Le Conseil Européen de la Recherche devrait avoir en charge un grand programme destiné aux jeunes. L'Europe vieillit : il faut aider les jeunes gens à bâtir leur avenir. Ceux-ci devront être payés convenablement et disposer d'un budget consacré à l'achat de matériel ou au recrutement de personnel. Etendu à une échelle suffisamment importante, ce système permettra d'aider les pays qui pourraient être lésés par une organisation déficiente.
En conclusion, il est nécessaire que nous fassions à l'avenir confiance aux scientifiques. Le Conseil Européen de la Recherche devra aider le Commissaire à la Recherche à engager une politique ambitieuse en matière de recherche. Il devra être par des scientifiques qui décideront des orientations à donner à notre continent de manière à ce que l'exception culturelle trouve un débouché en matière de recherche.
Je vous remercie.
B. CONCLUSION DE LA JOURNÉE
PAR JANEZ POTOCNIK, COMMISSAIRE EUROPÉEN POUR LA SCIENCE ET LA RECHERCHE
Christian PONCELET, Président du Sénat
Avant de laisser la parole à Janez Potocnik, je voudrais lui adresser, en mon nom et au nom de tous mes collègues sénateurs, une cordiale bienvenue dans la Haute Assemblée.
Nous sommes heureux de l'accueillir, ce qui est d'ores et déjà une invitation à revenir.
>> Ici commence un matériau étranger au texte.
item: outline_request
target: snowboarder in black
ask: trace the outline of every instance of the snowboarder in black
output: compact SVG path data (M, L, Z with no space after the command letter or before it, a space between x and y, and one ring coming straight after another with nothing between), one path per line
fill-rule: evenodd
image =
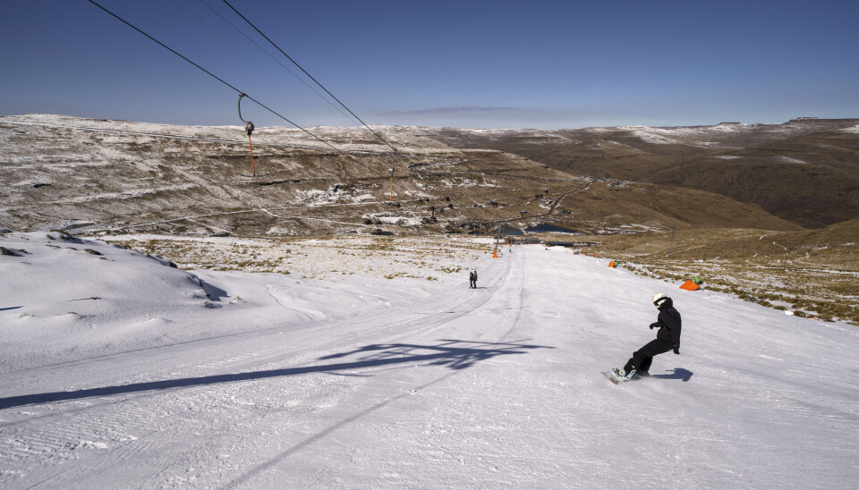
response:
M657 320L651 324L651 330L659 327L656 340L649 342L644 347L633 353L633 357L626 361L623 369L615 368L611 371L612 377L618 380L629 381L634 376L649 376L651 363L653 356L658 356L668 351L675 354L680 353L680 312L674 308L674 301L664 292L653 295L653 306L659 308Z

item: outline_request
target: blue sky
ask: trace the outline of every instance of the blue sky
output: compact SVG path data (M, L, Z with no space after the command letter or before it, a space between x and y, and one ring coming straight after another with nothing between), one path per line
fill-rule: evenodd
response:
M356 125L222 0L96 1L296 124ZM370 124L859 117L855 0L229 1ZM234 90L86 0L3 10L0 114L240 123ZM246 100L242 115L288 125Z

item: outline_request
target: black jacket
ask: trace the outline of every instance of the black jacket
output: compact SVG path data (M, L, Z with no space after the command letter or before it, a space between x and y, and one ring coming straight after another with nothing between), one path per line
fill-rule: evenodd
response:
M680 325L683 322L680 312L674 308L674 301L670 298L659 305L659 317L656 323L659 326L656 338L670 341L676 347L680 347Z

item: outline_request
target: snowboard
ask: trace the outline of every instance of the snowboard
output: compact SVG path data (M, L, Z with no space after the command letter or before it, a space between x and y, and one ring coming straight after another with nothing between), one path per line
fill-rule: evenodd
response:
M636 374L633 375L633 377L631 377L631 378L628 379L628 380L620 380L620 381L618 381L618 380L615 379L614 377L612 377L612 376L611 376L611 371L602 371L602 374L603 374L603 376L605 376L607 378L608 378L608 381L614 383L615 384L620 384L621 383L625 383L625 382L627 382L627 381L637 381L637 380L639 380L639 379L642 379L642 376L638 376L638 374L636 373Z

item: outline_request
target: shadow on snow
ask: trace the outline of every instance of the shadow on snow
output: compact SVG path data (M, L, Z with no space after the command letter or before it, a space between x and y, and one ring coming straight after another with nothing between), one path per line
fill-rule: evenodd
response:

Par ailleurs, je me félicite des excellentes relations que le Sénat de notre pays entretient avec la Slovénie, où j'ai eu l'occasion de me rendre à plusieurs reprises et où j'ai toujours été fort bien reçu. La coopération se développe entre nos deux pays, ce dont je me félicite car la Slovénie est une nation avec laquelle nous sommes, pour des raisons historiques, très liés.
Janez Potocnik, commissaire européen pour la science et la recherche
Monsieur le Président,
Mesdames, Messieurs,
Je suis heureux de participer à cette journée de débats sur la recherche. Mon message est que la recherche est un tremplin pour permettre la réalisation de la société de la connaissance. La société de la connaissance constitue l'avenir de l'Europe.
Je voudrais rendre hommage à l'ancien Ministre de la Recherche Hubert Curien. Hubert Curien l'un des architectes majeurs de la recherche européenne. Il a joué un rôle-clé dans l'histoire de la coopération scientifique en Europe, et nous devons assumer son héritage en construisant la recherche européenne de demain.
Nous avons vu aujourd'hui de nombreux exemples du dévouement et de l'enthousiasme que les chercheurs et les innovateurs manifestent pour la science.
Cet enthousiasme est hautement communicatif. J'ai pour ma part la même passion à promouvoir une politique de la connaissance en Europe que vous à développer vos talents.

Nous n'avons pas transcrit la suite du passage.